Ok, you say, so I have to make the return and pay the £100 fine, my bad, no? Well, no. Because the return was over a year late, I had accumulated additional penalties of £1,500, so the bill was £1,600. I didn't owe them a penny in tax for that year, in fact they owed me a small tax refund. I made the mistake because I used return filing software for the first time in 2012 and hadn't noticed that I had only made a test submission (which was fine), not the "live" submission. This seemed an absurd, Kafka-esque situation, and I was confident that my appeal against the penalties would succeed.
HMRC have now rejected my appeal, saying I did not have a valid excuse for not filing on time so the penalties would stand. So my question is simple: were HMRC required to tell me specifically about my late filing and the penalties accumulating, or is it acceptable for them to wait for a year after the maximum penalty has accumulated and only then tell me about it? I had no reason not to submit, and the return was still sitting there when I returned to the software; within minutes of notification I had successfully filed the return.

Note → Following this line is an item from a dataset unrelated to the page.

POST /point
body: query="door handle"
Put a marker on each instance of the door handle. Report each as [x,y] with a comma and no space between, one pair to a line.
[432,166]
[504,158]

I intend to ask for a review of their decision and to appeal to a tribunal if that review is unfavourable to me, but I would like to know what folks think about the basis of my appeal, which is that I had a genuine belief that I had submitted the return and I should have been told about the additional penalties in good enough time to avoid incurring them in the first place.
[As an aside, HMRC have been told to crack down on tax avoidance because of the hoo-hah about huge corporations not paying any income tax. It is too hard to get money from such high-profile targets, so people like me who cannot afford to avoid a penny in tax are now in the firing line.]
On the phone they claimed it was because they did not have my address
If you have letters from them proving it for the period get going. I was also in the same scenario, had forgotten to do so(for 3 years) but called them up when I realized I had to do it. And was let off with a penalty of around £600, because I did it voluntarily. If they had caught me, then I would have been screwed.